By Jason Davis – WASHINGTON, DC (Aug 29, 2014) US Soccer Players – Here’s a fun little exercise worth trying with ten or so games left in the 2014 MLS regular season. Pick a favorite player. Don’t just default to the big names, either. Pick someone audacious, someone exciting, someone who shows promise but hasn’t quite established themselves. Pick someone you can claim to have been tipping for stardom before they became stars, so when they become stars, you can take credit for identifying them.
As the MLS season winds down, a clutch of new players are making their presences felt in clubs up and down the table. For the bottom feeders, this is the moment to give the kids a chance after playing the veterans didn’t work. For the top teams, injuries and fatigue make playing new players a necessity, whether in secondary competitions or even in the crucible of MLS.
Meanwhile, MLS still has a collection of stars who are not just names on a marquee, but consistently deliver thrilling play week-in, week-out. Maybe it’s a cop-out to pick a Designated Player, or maybe it just makes sense.
How to go about picking a new favorite player for the stretch run? To each their own, but if there’s a name you’re going to shine your particular light on for the last few months of the year, he should be exciting, dynamic, and full of potential.
There’s plenty of room to love the heady defender who quietly goes about his job. How about the central midfielder who keeps things moving and throws in the occasional well-timed tackle? We all know attackers get most of the headlines. Attackers are naturally the best candidates for adopted favorite players.
A list of the potential contenders new on the scene almost has to begin with San Jose forward Tommy Thompson. Thompson’s abilities are evident whenever he steps on a field. The Earthquakes homegrown talent might already have one of the best first touches in all of MLS.
A couple of starts over the last month shows that the team is finally ready to give him a chance, after previously relegating the 19-year-old to the Quakes bench and loan stints in USLPRO. Teenage prospects have a dicey history in MLS. Will they adjust? Can they contribute? When it comes to Thompson, those questions become almost irrelevant after just a few minutes of watching him play.

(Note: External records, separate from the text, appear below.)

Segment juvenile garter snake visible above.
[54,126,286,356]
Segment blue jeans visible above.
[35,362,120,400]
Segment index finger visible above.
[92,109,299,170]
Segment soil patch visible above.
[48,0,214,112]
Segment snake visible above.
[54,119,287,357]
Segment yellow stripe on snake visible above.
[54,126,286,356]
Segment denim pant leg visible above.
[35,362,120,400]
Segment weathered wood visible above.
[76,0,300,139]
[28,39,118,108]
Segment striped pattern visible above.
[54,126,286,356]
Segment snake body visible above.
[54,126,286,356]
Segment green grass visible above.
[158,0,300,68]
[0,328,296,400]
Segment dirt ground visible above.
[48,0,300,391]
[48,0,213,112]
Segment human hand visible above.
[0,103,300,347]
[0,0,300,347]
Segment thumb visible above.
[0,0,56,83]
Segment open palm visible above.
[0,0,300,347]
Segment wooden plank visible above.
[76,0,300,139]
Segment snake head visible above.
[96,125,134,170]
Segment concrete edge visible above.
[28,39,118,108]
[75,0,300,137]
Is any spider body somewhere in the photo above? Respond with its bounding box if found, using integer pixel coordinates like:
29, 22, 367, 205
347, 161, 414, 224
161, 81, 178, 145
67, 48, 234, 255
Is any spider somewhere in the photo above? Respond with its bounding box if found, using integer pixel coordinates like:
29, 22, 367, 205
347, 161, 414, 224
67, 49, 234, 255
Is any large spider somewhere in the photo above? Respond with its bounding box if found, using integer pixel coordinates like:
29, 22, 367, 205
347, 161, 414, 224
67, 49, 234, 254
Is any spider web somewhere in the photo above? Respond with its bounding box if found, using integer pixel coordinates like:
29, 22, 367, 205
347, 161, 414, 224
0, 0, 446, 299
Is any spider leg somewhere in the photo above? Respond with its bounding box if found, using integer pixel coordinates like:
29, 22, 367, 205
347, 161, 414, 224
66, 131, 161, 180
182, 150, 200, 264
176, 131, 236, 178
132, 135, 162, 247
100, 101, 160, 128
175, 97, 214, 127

Thompson is a skillful player who relies less on his physical gifts than on his intelligence and ability to control the ball. Watching Thompson play provides just a little spark of hope that what he brings to the table is unique enough not to be tackled out of him by the fast, rough play of MLS over time. Without heaping too much upon a teenager’s shoulders, Thompson is exciting because he’s a gifted soccer player, not just because he’s a gifted athlete.
If potential isn’t your thing, MLS has plenty of proven names who figure to make an impact on the remainder of the regular season, and—unlike Thompson—the playoffs as well.
During Clint Dempsey’s absence for World Cup duty, Seattle’s Obafemi Martins carried the Sounders. With Dempsey back in the lineup, the two are establishing a spirit of showmanship and mischief that’s fun to watch.
Martins’ jaw-dropping slalom through the Timbers defense on Sunday is reason enough to pick the Nigerian striker as a favorite with 10 games to go in the regular season. Martins’ game is full of speed, energy, creativity, and willingness to try anything. Every move that involves him has the potential to end with an amazing goal, or barring that, an amazing near miss.
Don’t just pick a favorite player for the stretch run because he scores goals. Pick a player for the stretch run because he delivers the most excitement per 90 minutes. If Martins doesn’t lead the league in that made-up stat, he must be very close to the top.
The old saying goes that you don’t pick a team, a team picks you. While that’s a very romantic notion, it’s also rather restrictive. What’s an MLS neutral to do when no team emerges from the pack to make their case, in whatever way that’s supposed to happen? Better the freedom of picking a favorite player or two, a process that isn’t subject to an imaginary set of fan ethics, then wait around for something that may never happen. If the goal is to avoid picking a team for shallow, spurious reason, then latching onto a player is an alternative that demands none of the posturing. Identify excitement and go.
Whether it’s Thompson, Martins, or someone else, take the ride. It will make you a better soccer fan.